How incredibly narrow-minded and judgmental of me to act in such haste. I immediately didn't want to be associated with the guy just because he had suffered a public mental breakdown? Wow. Talk about needing to have an introspective weekend.

All I could do was think back, all weekend long, about how his story has some similar characteristics to my own. Not nearly on the same scale, of course, but in small part, similar. At the time of my first psychotic episode, I was under a great deal of stress from my career and the goals management had set for me in the coming year, in addition to being in the midst of an emotional affair with a co-worker and mid-way through building a brand new single-family house with my husband. Talk about having a lot on my plate.

I feel so blessed to have had the support I did when I went through that most trying time of my life (and theirs, I'm sure.) My husband did not abandon me, my parents and in-laws wrapped their arms around me in support, and my closest friends were there to listen to what I was going through whenever I needed to talk. I was so lucky that I didn't have to suffer in the public eye like Jason is right now.

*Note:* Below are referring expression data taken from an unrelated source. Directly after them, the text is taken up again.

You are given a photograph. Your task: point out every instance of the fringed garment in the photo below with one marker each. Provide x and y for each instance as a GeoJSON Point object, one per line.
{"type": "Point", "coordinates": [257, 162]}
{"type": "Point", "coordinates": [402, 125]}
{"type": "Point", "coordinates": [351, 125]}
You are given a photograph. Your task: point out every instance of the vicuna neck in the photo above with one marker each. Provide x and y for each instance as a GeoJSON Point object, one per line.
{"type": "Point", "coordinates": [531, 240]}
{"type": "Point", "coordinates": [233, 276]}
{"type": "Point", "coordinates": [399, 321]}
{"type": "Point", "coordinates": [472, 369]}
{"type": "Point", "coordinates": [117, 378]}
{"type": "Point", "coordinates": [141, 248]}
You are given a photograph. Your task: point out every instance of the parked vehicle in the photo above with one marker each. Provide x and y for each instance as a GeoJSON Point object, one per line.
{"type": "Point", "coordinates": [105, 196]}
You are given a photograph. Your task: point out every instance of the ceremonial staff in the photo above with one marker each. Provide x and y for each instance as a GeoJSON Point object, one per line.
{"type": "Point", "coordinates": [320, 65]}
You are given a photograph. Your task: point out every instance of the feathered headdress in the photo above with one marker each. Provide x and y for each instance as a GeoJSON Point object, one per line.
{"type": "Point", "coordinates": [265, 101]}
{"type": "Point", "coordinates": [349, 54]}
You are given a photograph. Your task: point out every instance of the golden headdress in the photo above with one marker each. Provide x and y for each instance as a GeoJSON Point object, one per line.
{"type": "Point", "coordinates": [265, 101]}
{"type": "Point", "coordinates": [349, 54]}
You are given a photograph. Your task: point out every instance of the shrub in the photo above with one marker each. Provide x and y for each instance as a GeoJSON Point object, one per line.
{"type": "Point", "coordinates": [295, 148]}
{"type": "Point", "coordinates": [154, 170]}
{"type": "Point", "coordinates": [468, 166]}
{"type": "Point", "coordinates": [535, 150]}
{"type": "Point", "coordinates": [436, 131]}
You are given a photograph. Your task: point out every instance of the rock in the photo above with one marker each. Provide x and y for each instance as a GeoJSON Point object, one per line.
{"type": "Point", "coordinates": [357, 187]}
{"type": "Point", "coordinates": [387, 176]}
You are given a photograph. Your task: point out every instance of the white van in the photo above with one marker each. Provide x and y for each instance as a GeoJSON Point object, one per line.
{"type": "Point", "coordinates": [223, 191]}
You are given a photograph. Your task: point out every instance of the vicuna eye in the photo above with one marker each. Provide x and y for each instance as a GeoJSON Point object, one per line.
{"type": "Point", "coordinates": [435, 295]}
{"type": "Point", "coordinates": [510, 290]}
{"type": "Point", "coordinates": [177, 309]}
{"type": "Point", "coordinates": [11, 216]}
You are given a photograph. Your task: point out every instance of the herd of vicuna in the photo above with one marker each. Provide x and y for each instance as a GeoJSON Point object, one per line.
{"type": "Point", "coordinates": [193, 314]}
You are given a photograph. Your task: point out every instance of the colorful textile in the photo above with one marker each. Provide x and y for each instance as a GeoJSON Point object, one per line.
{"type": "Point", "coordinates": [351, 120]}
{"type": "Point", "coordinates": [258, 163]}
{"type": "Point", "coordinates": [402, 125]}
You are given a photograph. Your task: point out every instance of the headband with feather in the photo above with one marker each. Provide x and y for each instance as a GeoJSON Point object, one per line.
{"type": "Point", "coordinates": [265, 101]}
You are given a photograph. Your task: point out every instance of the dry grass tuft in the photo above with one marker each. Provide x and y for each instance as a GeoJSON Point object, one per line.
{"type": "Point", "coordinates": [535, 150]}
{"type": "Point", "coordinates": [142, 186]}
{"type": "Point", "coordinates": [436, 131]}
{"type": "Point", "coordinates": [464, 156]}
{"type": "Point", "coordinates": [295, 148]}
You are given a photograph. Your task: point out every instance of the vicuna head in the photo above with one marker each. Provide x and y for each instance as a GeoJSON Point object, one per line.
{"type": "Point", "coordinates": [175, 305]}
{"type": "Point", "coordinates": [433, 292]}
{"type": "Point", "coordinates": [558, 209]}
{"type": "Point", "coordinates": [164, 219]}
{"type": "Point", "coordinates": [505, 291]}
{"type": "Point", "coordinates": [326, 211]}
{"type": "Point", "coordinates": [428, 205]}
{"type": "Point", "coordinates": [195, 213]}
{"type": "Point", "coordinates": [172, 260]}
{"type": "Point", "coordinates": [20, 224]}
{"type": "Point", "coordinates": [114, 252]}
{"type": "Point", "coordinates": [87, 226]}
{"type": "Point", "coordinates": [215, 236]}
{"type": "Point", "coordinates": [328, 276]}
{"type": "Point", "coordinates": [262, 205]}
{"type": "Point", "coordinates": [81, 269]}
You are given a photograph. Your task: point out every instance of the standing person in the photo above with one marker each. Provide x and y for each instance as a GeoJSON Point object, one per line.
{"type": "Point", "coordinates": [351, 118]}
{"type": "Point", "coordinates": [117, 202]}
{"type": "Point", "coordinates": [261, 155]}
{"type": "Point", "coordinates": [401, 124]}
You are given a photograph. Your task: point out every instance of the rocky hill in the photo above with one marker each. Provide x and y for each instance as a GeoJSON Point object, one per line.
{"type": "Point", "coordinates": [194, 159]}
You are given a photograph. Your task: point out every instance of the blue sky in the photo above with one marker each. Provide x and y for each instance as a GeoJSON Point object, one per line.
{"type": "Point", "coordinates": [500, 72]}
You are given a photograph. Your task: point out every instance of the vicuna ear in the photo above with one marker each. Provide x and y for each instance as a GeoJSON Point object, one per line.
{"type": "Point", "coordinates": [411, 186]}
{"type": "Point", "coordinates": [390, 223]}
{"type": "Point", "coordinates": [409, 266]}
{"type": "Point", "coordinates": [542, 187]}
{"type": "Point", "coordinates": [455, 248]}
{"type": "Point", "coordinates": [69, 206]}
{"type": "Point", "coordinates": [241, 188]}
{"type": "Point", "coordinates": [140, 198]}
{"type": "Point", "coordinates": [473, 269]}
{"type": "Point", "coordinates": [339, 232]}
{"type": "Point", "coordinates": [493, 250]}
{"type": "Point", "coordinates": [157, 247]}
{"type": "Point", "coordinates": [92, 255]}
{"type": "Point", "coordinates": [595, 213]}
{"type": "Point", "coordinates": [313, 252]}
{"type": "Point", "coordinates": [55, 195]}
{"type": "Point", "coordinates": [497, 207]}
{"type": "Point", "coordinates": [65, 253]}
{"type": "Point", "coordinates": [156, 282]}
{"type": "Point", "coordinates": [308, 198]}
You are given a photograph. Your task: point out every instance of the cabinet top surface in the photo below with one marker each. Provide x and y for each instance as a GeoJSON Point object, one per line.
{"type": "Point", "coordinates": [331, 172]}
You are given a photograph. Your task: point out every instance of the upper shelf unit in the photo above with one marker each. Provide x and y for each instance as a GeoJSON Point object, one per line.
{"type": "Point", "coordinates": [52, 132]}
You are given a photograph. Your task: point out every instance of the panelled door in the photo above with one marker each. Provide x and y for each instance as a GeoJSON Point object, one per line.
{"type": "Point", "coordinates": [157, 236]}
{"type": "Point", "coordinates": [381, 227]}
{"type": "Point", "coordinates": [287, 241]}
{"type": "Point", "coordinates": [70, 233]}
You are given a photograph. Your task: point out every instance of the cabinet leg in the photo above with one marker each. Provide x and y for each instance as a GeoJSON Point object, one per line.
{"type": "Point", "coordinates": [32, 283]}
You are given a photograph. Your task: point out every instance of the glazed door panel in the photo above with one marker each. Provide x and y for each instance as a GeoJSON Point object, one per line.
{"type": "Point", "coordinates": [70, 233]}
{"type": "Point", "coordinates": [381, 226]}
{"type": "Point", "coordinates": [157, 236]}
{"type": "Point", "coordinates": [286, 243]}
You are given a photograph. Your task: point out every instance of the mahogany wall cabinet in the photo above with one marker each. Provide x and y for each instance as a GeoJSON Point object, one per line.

I'm sure there were things said behind my back by people wondering what the heck was going on with me. But I didn't have to read about it online or hear about it on the news like his friends and family are doing right now. I pray that they don't read or hear the negative words being thrown about on the Internet and news talk shows, and that if they do, that it only strengthens their defense for him and their efforts to help him get well. I'm praying for him. He's done so much good work. He does not deserve all the hate. Not one bit of it.

I am not proud of my initial reaction to what happened to him. I wanted to write about it here to help teach myself, someone who suffers from a mental illness which caused four psychiatric hospital stays, not to turn my back on someone because they are going through a trying time. Let this be a learning experience to myself and the other 83 million people who watched the video. Don't turn away because I believe that some people come into our lives as blessings, and others come into our lives as lessons.